John Rae informed Lady Franklin that in Upper Canada, with the help of two expatriate brothers, he had ordered a schooner built. He intended to use any reward money he received to mount yet another Arctic expedition, during which he would seek to acquire more evidence to confirm his report. Although he probably did not mention it, clearly the veteran explorer hoped during that same projected voyage to sail the entire Northwest Passage, using the strait he had discovered to the east of King William Island—the twenty-two-kilometre-wide channel, already known as Rae Strait, through which the Norwegian Roald Amundsen would sail in 1903–1906 while becoming the first to navigate the Passage.
Lady Franklin remained unimpressed. The meeting over, she observed, “Dr. Rae has cut off his odious beard but looks still very hairy and disagreeable.” Nevertheless, she made use of the information she gleaned from the explorer when, in April, she dispatched a long, rigorous letter stressing that the reward had been intended to go “to any party or parties who in the judgement of the Board of the Admiralty should by virtue of his or their efforts first succeed in ascertaining the fate of the expedition.”
Jane Franklin argued first that the fate of her husband’s expedition had not been ascertained because too many questions remained unanswered. She insisted that, even if Rae had ascertained the fate—through those countless interviews and cross-questionings—he had done so not by his efforts, but by chance. By giving the award now, the Admiralty would deny it to those who would rightly earn it. This would create a check or block “to any further efforts for ascertaining the fate of the expedition, and appears to counteract the humane intention of the House of Commons in voting a large sum of money for that purpose.”

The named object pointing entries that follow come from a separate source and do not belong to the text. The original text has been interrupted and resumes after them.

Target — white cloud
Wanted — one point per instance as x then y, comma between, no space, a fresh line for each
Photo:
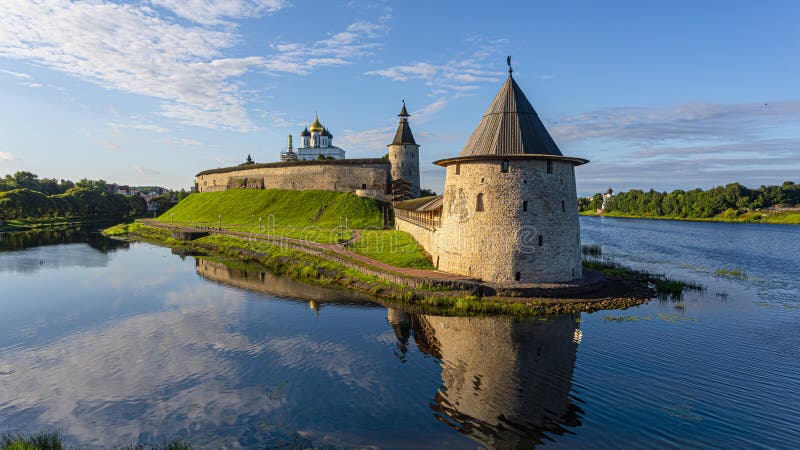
455,76
136,122
213,11
357,40
132,48
684,121
145,171
702,145
108,144
378,138
20,75
7,157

Jane Franklin brought her epistle to a stirring climax: “What secrets may be hidden within those wrecked or stranded ships we know not—what may be buried in the graves of our unhappy countrymen or in caches not yet discovered we have yet to learn. The bodies and the graves which we were told of have not been found; the books [journals] said to be in the hands of the Esquimaux have not been recovered; and thus left in ignorance and darkness with so little obtained and so much yet to learn, can it be said and is it fitting to pronounce that the fate of the expedition is ascertained?”
The Lords of the Admiralty would have none of it. They had grown tired of receiving unsolicited advice from Lady Franklin. On June 19, 1856—three months beyond the promised date—the Board notified John Rae that he would receive the award. Rae himself would get four-fifths, and his men would receive the rest.
Lady Franklin had lost another skirmish. Over her protests, and despite her relentless opposition, first Robert McClure and now John Rae had received monetary awards. First the Passage, now the fate—how all occasions informed against her. Was she finished? Had the time come to concede defeat?